Montgomery is seeking to get back to striking that kind of a balance. And though neither Jamie Benn nor Tyler Seguin struggled to produce on offence under Hitchcock, Montgomery suggested the reins could be taken off his top players when they have the puck, which makes for exciting (and winning) hockey.
“I think you look at the championship teams that have won in the NHL,” he said. “The teams play a certain way. There’s structure to their game, but there’s creativity and flair to it, too. You have to let horses run. Everyone should look the same when we don’t have the puck and when we do have the puck, everyone should play to their strengths.”
Starting as an assistant with Notre Dame under Jeff Jackson, and then under Seth Appert at RPI, Montgomery’s first head coaching gig came in the USHL with the Dubuque Fighting Saints in 2010-11. There, he won two championships in three seasons before moving on to the University of Denver in 2013-14. He won another title with the Pioneers in 2017, after which he started getting calls from NHL teams.
Montgomery has helped produce such NHLers as Henrik Borgstrom, Johnny Guadreau, Mike Matheson, Will Butcher and Danton Heinen over the past eight years, and is used to getting the most out of skilled young players, no matter their pedigree or draft position.

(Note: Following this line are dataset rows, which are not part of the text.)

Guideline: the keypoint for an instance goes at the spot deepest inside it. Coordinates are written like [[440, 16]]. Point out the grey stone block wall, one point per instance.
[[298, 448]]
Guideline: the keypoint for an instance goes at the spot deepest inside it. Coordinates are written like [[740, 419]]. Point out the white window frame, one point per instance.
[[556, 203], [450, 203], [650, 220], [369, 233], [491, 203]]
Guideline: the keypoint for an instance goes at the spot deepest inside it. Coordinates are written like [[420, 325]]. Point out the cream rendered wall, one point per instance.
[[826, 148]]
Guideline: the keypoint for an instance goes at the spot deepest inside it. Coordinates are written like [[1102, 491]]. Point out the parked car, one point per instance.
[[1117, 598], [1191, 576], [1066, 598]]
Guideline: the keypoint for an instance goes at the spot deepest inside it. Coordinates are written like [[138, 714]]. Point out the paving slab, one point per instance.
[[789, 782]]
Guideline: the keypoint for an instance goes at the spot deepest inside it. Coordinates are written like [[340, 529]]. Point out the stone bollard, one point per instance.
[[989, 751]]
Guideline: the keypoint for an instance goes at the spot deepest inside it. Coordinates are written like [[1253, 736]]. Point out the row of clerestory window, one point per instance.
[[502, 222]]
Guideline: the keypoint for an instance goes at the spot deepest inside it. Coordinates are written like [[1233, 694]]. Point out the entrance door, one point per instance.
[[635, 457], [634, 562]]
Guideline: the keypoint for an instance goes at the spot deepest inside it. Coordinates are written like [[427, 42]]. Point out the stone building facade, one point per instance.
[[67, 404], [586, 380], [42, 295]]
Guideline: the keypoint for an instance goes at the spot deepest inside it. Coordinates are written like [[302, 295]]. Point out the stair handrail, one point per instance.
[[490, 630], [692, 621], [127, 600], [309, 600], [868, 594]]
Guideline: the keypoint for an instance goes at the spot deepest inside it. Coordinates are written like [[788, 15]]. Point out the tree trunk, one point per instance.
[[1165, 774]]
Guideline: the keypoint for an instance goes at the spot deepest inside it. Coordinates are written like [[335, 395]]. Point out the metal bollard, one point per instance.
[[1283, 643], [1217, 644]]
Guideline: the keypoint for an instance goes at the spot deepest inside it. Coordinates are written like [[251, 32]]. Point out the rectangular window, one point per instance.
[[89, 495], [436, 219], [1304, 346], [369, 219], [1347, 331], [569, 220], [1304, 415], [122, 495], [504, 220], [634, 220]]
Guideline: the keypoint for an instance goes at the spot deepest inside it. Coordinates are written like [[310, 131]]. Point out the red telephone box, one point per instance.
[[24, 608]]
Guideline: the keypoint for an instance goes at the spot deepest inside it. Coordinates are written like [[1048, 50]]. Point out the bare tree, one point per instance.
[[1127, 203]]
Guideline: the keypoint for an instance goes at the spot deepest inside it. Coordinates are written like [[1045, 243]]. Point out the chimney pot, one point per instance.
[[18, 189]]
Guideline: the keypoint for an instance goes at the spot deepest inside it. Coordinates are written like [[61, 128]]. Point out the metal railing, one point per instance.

Far from a safe hire, the Stars are banking on a modern mindset taking them to the next level at a crucial point in their development. Montgomery is the third coach Dallas has had in as many seasons after Hitchcock stepped into retirement, but this is the kind of behind-the-bench turnover only the worst teams with the worst track records get sucked into. It’s a dangerous cycle and one the Stars are eager to break out of with this hire.
“I’ve gotten engaged in this process more significant than I would have been in prior years because it’s a real important hire for us,” Lites said. “This is a situation where we have a team that is in its prime we think. We anticipate involving our younger group and engaging them with our veterans and we think we’ve got a team that should and will compete for the Stanley Cup every season.”
So expectations remain high for Dallas heading into a season with a rookie coach and with a roster that produced just four players with more than 34 points in 2017-18. It will be crucial for Montgomery to further develop youngsters Remi Elie, Gemel Smith and Julius Honka, all rookies this season, and early-20s players such as Radek Faksa, Mattias Janmark and Brett Ritchie. Third-overall pick in 2017 Miro Heiskanen is another elite talent who could find his way to the NHL as soon as next season.
Dallas may have been the fifth-youngest team in the NHL this season, but have some high-end players who are in their prime years as well. The challenge will be to manage all of this amid the pressures of playoff projections, but the Stars could do worse than bet on a guy who built one of the most successful NCAA programs over the past few years.
“Who was Scotty Bowman? Somebody gave him a chance. Who was Mike Babcock? Somebody gave him a chance. This is a guy that deserves a chance and I think he’s going to do the job for us,” Nill said.